In praise of multiple options for circumvention

by phobos | February 17, 2009

I was asked the other day why we don't advocate for just Tor as the one tool to rule them all. My glib answer is "of course we do, however the larger the toolbox, the better off the world."

Expanding on that notion, the various anonymity, privacy, and circumvention tools target different people and use cases. Tor advocates for Anonymity first, circumvention second. It would be very naive of us to think that we can solve all use cases. In fact, it would be silly of us to try to dictate the needs of any user. The larger the ecosystem of privacy and anonymity tools, the more options for users, and the better off we are as a whole.

At the core, Tor is a protocol and a set of specifications. Others can take our documentation and build upon it for their own tool. The EU PRIME project did this and created a fully Java implementation of Tor with a GUI. The result was called OnionCoffee. It's woefully out of date now, but the proof of concept stands; it can be done. The purpose of specifying a protocol is to leave interpretation and implementation as open as possible. Imagine if the creators of the Internet Protocol restricted implementations to exactly as they had envisioned 40-something years ago. As for Tor, there is much more protocol work to be done, research completed, and our reference implementation polished before we can consider online anonymity solved, or even close to solved.

We are often asked, "I use tool X, what do you think about it? Should I switch to Tor?"

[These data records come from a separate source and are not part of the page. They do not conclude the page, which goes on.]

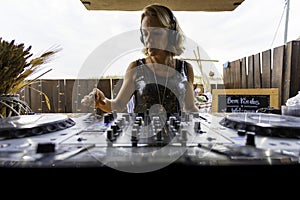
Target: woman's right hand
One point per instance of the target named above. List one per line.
(95, 99)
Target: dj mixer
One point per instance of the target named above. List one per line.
(143, 142)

Instead of an answer, we ask a series of questions to find out why they use X; for the reasons of learning more about X, why people choose X, and what Tor may lack. It turns out, they use X because their friends use X, and they know the strengths and weaknesses of the software well. It may not be perfect, but they know what the software can and cannot do. They know if a tool is compromised, or access to the service is shut off, they can switch to another. If there was only one tool, once it is blocked or disappears, the users are screwed. Isn't it great to have options?

Obviously, we state that Tor is a fine solution, and perhaps they should add the concept of anonymity and our software to their list of options. Our goal is educating users to help themselves and others. Anyone who suggests otherwise is trying to sell you something.